Nandhavanam 120 km is a 2006 Indian Telugu language thriller film written directed and produced by Neelakanta and stars newcomers Ajay Varma and Manasa alongside Kota Srinivasa Rao. The film was released on 30 June 2006.

==Plot==
Amar (Ajay Varma) is a thief who makes a deal with Banerjee (Kota Srinivasa Rao) to scam the owners of the Nandanavanam estate for whom Banerjee works as an auditor. Benerjee promises a ransom of 1 lakh rupees for Amar to act as Sandeep, a lookalike of Amar.
Benerjee convinces Amar that Sandeep has been kidnapped and will not return until their work at the estate is done. Amar who acts as Sandeep joins Sandeep's family and convinces everyone. One night when left alone in the estate, Amar realises that he is being trapped by Benarjee.
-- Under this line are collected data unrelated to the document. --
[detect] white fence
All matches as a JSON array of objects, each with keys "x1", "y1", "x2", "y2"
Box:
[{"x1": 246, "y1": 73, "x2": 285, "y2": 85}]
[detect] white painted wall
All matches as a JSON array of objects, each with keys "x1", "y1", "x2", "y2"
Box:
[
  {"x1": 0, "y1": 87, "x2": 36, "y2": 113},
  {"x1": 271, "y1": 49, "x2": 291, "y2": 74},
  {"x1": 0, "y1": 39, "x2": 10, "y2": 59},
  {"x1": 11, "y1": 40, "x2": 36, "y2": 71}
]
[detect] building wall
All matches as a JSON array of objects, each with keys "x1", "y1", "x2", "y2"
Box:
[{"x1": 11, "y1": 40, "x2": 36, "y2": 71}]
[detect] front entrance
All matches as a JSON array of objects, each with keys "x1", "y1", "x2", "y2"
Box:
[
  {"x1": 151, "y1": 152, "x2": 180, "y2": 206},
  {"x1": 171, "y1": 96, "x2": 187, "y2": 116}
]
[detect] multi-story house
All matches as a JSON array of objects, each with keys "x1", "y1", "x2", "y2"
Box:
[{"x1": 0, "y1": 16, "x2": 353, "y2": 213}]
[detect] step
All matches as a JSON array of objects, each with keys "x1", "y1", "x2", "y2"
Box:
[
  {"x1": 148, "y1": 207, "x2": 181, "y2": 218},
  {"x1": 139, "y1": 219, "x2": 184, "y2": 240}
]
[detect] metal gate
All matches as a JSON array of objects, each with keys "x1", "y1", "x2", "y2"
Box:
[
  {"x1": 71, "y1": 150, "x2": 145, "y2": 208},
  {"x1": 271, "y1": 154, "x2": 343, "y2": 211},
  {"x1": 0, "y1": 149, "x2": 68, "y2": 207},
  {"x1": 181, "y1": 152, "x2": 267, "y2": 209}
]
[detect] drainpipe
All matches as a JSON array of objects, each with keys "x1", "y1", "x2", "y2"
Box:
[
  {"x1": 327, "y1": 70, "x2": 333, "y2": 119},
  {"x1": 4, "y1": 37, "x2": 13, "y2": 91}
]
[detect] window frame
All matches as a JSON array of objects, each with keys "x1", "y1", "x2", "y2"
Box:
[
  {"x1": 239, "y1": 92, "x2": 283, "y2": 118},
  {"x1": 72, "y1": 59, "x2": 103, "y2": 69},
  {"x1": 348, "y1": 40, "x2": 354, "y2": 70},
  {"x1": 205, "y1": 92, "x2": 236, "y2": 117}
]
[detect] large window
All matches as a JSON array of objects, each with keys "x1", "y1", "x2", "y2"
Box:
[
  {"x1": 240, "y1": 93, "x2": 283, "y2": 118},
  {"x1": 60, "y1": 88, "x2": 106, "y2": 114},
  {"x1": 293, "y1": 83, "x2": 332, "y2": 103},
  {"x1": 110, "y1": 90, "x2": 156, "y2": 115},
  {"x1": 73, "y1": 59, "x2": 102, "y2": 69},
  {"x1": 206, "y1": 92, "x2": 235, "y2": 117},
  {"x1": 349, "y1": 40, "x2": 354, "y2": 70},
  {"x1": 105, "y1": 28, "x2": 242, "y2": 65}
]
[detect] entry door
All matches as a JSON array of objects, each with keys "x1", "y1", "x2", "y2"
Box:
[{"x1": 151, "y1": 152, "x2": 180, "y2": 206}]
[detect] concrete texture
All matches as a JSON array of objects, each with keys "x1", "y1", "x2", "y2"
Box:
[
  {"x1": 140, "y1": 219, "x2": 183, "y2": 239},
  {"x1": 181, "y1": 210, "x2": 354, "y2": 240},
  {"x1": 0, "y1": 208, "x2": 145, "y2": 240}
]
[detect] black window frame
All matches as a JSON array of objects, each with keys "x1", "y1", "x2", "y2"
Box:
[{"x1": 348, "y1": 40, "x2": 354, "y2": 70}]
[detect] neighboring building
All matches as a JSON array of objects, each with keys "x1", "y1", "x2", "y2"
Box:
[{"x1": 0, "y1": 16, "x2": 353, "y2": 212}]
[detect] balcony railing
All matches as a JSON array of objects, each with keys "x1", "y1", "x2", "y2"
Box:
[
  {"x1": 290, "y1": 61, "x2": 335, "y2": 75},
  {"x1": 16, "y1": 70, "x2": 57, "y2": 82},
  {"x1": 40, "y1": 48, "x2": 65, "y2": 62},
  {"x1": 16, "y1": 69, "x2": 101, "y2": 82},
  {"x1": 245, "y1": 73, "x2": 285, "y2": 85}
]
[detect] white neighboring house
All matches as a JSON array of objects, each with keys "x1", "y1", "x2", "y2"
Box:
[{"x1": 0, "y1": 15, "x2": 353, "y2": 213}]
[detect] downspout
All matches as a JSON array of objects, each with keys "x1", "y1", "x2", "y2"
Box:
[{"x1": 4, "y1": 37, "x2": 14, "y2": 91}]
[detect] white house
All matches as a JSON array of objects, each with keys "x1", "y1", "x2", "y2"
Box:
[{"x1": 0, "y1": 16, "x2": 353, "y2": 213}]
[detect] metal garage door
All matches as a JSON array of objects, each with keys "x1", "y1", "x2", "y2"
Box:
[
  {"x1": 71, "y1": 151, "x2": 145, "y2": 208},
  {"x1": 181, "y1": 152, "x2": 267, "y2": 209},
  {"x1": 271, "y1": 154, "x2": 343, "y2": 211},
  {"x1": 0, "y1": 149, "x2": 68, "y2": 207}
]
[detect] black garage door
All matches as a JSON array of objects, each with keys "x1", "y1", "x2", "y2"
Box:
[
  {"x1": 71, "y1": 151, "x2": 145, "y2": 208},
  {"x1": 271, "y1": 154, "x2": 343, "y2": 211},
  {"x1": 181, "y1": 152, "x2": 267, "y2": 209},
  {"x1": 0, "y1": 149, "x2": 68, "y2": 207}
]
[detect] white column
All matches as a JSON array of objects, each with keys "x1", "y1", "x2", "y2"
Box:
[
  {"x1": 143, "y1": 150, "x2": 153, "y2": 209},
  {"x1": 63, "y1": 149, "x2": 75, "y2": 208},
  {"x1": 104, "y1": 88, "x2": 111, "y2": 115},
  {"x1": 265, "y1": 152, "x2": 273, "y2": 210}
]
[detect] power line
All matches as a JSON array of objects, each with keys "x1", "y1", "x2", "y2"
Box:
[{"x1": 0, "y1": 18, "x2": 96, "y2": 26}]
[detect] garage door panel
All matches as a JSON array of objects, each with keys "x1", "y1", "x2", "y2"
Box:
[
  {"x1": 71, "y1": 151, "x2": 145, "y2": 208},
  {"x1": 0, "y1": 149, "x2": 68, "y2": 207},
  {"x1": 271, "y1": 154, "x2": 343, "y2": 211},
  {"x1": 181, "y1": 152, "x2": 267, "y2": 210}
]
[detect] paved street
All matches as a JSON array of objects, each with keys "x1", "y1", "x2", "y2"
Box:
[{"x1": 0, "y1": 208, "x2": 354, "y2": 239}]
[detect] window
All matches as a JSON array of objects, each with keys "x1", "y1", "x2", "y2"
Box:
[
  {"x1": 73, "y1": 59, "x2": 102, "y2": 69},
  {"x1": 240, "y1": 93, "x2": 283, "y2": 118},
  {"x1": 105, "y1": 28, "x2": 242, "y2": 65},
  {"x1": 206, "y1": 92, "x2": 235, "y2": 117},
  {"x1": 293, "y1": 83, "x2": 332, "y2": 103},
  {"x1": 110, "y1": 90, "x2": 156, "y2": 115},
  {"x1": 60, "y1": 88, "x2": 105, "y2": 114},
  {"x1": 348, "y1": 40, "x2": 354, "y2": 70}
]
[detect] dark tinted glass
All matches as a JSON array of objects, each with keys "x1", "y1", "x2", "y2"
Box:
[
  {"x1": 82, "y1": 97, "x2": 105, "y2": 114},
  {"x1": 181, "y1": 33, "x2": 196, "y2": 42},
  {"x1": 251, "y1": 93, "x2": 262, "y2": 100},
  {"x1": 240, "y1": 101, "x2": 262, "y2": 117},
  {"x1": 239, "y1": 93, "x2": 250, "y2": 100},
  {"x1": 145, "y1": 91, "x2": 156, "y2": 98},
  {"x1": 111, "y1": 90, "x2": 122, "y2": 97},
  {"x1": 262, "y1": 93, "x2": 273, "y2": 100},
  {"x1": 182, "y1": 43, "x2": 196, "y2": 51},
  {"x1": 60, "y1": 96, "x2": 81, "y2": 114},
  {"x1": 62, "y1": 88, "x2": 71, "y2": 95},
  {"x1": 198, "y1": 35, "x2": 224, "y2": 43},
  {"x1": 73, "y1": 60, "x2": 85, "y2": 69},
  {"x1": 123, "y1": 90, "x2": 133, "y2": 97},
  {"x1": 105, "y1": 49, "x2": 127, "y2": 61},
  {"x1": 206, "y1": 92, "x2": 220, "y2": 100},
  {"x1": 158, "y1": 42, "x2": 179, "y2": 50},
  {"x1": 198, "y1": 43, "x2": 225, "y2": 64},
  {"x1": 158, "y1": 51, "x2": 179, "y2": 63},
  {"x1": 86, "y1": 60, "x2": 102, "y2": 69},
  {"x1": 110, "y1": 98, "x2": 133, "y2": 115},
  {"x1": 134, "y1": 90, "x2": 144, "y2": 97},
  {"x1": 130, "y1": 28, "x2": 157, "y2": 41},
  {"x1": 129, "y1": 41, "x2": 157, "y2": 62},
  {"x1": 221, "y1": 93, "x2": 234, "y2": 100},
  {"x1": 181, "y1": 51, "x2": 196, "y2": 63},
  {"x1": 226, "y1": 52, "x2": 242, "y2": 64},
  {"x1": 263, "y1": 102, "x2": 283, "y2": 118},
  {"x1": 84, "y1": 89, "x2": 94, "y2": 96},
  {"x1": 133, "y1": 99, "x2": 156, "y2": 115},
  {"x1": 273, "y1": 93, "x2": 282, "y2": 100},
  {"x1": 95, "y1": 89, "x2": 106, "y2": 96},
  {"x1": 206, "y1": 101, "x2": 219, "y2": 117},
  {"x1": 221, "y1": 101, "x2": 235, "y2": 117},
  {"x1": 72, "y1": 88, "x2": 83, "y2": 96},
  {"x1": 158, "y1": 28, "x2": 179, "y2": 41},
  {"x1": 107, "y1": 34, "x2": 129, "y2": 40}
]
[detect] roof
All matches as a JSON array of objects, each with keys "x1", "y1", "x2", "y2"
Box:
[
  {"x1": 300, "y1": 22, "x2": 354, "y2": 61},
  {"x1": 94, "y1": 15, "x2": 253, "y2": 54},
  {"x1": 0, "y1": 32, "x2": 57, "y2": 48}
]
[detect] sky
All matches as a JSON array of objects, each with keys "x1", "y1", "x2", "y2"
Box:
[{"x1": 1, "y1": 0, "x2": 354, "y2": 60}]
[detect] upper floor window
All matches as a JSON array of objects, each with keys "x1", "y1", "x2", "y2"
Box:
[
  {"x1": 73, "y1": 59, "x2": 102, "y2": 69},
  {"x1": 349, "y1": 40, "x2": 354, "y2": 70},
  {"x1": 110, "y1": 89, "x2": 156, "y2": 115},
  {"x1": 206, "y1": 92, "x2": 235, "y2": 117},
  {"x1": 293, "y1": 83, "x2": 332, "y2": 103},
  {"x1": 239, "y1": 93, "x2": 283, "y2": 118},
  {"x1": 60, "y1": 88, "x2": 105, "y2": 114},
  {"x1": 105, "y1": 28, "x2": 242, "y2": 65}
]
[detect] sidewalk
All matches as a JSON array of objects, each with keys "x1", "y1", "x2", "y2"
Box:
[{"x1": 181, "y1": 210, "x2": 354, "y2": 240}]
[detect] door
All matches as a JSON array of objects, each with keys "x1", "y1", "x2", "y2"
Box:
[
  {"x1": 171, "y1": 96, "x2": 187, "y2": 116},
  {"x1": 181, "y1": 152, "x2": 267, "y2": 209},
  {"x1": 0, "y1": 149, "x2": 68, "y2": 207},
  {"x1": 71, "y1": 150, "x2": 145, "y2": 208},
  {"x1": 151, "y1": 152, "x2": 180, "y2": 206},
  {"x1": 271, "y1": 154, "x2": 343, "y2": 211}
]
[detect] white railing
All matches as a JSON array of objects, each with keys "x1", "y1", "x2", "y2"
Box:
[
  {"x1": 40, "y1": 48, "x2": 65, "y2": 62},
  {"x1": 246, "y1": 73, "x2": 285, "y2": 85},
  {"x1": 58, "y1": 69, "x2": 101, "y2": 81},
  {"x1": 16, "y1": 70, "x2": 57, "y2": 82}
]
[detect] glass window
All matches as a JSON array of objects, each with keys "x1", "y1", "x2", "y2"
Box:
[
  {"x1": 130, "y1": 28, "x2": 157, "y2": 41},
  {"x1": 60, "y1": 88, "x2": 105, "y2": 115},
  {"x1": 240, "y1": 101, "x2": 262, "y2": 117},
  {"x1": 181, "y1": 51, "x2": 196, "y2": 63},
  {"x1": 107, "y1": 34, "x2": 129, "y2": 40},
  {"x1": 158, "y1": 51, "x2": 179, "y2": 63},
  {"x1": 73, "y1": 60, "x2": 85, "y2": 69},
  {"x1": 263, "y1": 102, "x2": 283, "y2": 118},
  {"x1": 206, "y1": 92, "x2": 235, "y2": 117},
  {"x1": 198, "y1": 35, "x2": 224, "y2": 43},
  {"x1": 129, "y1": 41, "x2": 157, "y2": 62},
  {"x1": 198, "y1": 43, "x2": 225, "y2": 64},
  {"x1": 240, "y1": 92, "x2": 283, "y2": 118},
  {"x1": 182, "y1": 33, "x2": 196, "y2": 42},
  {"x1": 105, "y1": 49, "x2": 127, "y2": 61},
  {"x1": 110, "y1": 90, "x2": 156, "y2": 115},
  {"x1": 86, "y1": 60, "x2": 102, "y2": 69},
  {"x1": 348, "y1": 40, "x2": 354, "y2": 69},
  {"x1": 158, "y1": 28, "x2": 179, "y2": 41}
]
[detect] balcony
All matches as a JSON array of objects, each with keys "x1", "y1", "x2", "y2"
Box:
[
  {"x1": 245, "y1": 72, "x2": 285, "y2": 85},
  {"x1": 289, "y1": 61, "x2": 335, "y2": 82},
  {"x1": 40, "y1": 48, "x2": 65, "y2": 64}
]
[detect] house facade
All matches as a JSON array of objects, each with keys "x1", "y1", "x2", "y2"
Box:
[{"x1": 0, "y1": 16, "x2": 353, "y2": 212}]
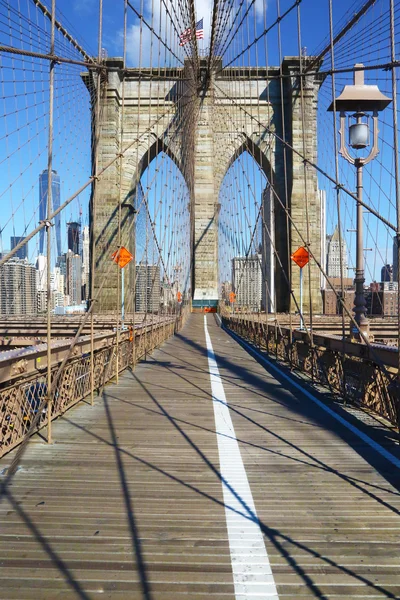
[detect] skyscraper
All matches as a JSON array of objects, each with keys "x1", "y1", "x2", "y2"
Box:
[
  {"x1": 326, "y1": 226, "x2": 348, "y2": 279},
  {"x1": 232, "y1": 255, "x2": 263, "y2": 311},
  {"x1": 39, "y1": 169, "x2": 61, "y2": 257},
  {"x1": 36, "y1": 254, "x2": 47, "y2": 292},
  {"x1": 0, "y1": 258, "x2": 37, "y2": 315},
  {"x1": 10, "y1": 236, "x2": 28, "y2": 260},
  {"x1": 135, "y1": 265, "x2": 160, "y2": 313},
  {"x1": 67, "y1": 222, "x2": 80, "y2": 255},
  {"x1": 56, "y1": 253, "x2": 67, "y2": 287},
  {"x1": 381, "y1": 264, "x2": 393, "y2": 283},
  {"x1": 81, "y1": 225, "x2": 90, "y2": 300},
  {"x1": 319, "y1": 190, "x2": 327, "y2": 290},
  {"x1": 66, "y1": 250, "x2": 82, "y2": 305}
]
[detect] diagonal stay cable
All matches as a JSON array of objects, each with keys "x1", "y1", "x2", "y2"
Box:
[
  {"x1": 32, "y1": 0, "x2": 94, "y2": 61},
  {"x1": 213, "y1": 80, "x2": 396, "y2": 231},
  {"x1": 0, "y1": 87, "x2": 198, "y2": 268},
  {"x1": 127, "y1": 0, "x2": 184, "y2": 66},
  {"x1": 218, "y1": 0, "x2": 302, "y2": 71},
  {"x1": 213, "y1": 81, "x2": 399, "y2": 361}
]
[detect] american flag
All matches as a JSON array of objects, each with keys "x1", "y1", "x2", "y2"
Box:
[{"x1": 179, "y1": 19, "x2": 204, "y2": 46}]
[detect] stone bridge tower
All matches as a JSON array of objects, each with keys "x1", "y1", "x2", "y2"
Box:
[{"x1": 83, "y1": 56, "x2": 323, "y2": 314}]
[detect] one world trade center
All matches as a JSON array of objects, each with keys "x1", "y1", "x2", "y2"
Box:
[{"x1": 39, "y1": 169, "x2": 61, "y2": 257}]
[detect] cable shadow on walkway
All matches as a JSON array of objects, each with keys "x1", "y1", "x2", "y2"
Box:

He tries to convince Sandeep's family that he's a fake but in vain because of Benerjee's cautiousness.
In the midst of saving Sandeep and his family, Amar realises that he actually is Sandeep who left his estate as a child, adopted by a Christian man who names him Amar. Benerjee is actually a psychiatrist who gives treatment to him and makes Amar remember his past.

==Production==
G. Neelakanta Reddy decided his script and story needed "fresh Faces" and so chose to use relative newcomers for this latest project. He also decided that, despite the use of "catchy tunes" in his 2003 film Missamma, with his being a "believer in the dominance of script over everything", this project would be a film without dependence on songs. Due to her wish to perform in a Telugu film, Mumbai actress Talluri Rameshwari had begged Neelakanta for a role in this project.

==Reception==
Cinegoers.com gave 3.5 out of 5 stating "Not a masterpiece, but truly a good and fearless attempt."